The number of hours than an animal sleeps can vary widely. Cats sleep, on average, for 15 hours a day, while rats clock up to 20 hours a day. Smaller animals, which often have higher rates of brain metabolism, tend to require more sleep, while larger animals generally get less sleep. Dolphins, as well as some other aquatic mammals and some birds, utilize something called unihemispheric slow-wave sleep. This allows one half of the brain to sleep while the other remains awake so that long, non-stop migrations are possible. There is some limited evidence of decreased response to stimuli during stereotypical circular swimming, which is associated with unihemispheric sleep. Some scientists use this argument as evidence that animals do need sleep, explaining: The very fact that dolphins have developed the remarkable specialization that is unihemispheric sleep, rather than merely getting rid of sleep altogether, should count as evidence that sleep must serve some essential function and cannot be eliminated.
On the complete oppsite spectrum from humans, there are also animals who don’t show harmful side effects from sleep deprivation.
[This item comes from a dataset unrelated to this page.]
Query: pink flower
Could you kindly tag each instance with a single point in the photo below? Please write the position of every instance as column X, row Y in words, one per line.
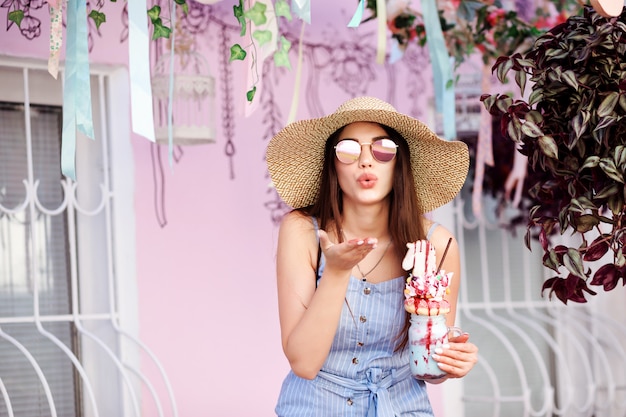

Cockroaches, honeybees, and tilapia are seen as species whose response to sleep deprivation does not consistently include an increase in sleep time. The PLOS article elaborates: “Evidence of apparent lack of sleep rebound comes from an early study of sleep deprivation using constant light in the pigeon, in which sleep was nearly eliminated in the birds for more than 10 days, with no subsequent increases in either total sleep time or slow-wave activity.”
Despite all the varying sleep habits, some sleep behaviors are similar across the animal kingdom. One example of this is the vast majority of animals’ diurnality - meaning they’re awake in the day and sleep at night. Physiologically speaking sleeping at night, when it is colder, allows animals to avoid expending extra energy.